In an ongoing performance piece, Samnang Cow Taxi, Khvay Samnang pulls a simple cart around the city, using humor and endurance to reveal notable aspects of both the location and the artist’s relationship to it.
The first manifestation of Samnang Cow Taxi, in Asakusa, Japan in 2010, was one of the artist’s first public performances, and was conceived in part with reference to the robam trot, a Cambodian folk dance traditionally performed to bring good luck to a house before Khmer New Year. Enacted toward the conclusion of a residency at Tokyo Wonder Site, Samnang Cow Taxi at Asakusa was intended by Khvay to repay the generosity of the Japanese. Wandering through unfamiliar streets, the artist often stopped to ask strangers for assistance, and always found them friendly and helpful. In a gesture of thanks, to these strangers and to his residency hosts, the artist offered free rides to passersby in a simple rickshaw, while wearing outsized buffalo horns.

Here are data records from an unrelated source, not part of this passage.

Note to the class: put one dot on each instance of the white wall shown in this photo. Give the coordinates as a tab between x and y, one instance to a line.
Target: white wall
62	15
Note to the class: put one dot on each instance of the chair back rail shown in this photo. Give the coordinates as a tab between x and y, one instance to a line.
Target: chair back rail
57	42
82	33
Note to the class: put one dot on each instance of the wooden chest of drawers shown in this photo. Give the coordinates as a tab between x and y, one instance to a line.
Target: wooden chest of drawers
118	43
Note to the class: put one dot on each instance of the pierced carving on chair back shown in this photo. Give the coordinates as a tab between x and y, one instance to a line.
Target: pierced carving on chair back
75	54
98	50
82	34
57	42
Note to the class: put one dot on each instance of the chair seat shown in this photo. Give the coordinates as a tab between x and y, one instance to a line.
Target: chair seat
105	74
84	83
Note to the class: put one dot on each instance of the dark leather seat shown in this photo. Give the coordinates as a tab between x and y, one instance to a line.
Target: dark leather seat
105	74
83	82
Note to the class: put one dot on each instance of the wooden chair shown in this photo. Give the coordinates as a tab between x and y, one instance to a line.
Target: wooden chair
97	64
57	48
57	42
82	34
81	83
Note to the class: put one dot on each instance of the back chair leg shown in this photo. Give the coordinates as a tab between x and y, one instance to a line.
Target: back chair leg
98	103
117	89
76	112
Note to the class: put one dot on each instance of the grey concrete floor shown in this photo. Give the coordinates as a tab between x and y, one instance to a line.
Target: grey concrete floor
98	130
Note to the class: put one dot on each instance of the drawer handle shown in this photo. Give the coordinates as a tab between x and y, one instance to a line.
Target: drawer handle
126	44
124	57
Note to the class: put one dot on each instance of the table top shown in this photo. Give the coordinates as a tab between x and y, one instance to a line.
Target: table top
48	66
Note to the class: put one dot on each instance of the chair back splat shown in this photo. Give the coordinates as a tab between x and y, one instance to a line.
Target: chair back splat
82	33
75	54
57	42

The horns recall the traditional reliance on cattle in Cambodian farming; they are sculpted from human hair collected at roadside barbers in Phnom Penh. Each of these longstanding Cambodian traditions—cow-drawn ploughs, human-powered rickshaws, and old-style street hairdressers—remain commonplace in the artist’s home country today. This is a stark contrast to the high-tech culture Khvay encountered in Japan. Samnang Cow Taxi at Asakusa highlights these cultural and economic specificities and differences, while providing a convivial context for the artist to engage with the citizens of Asakusa.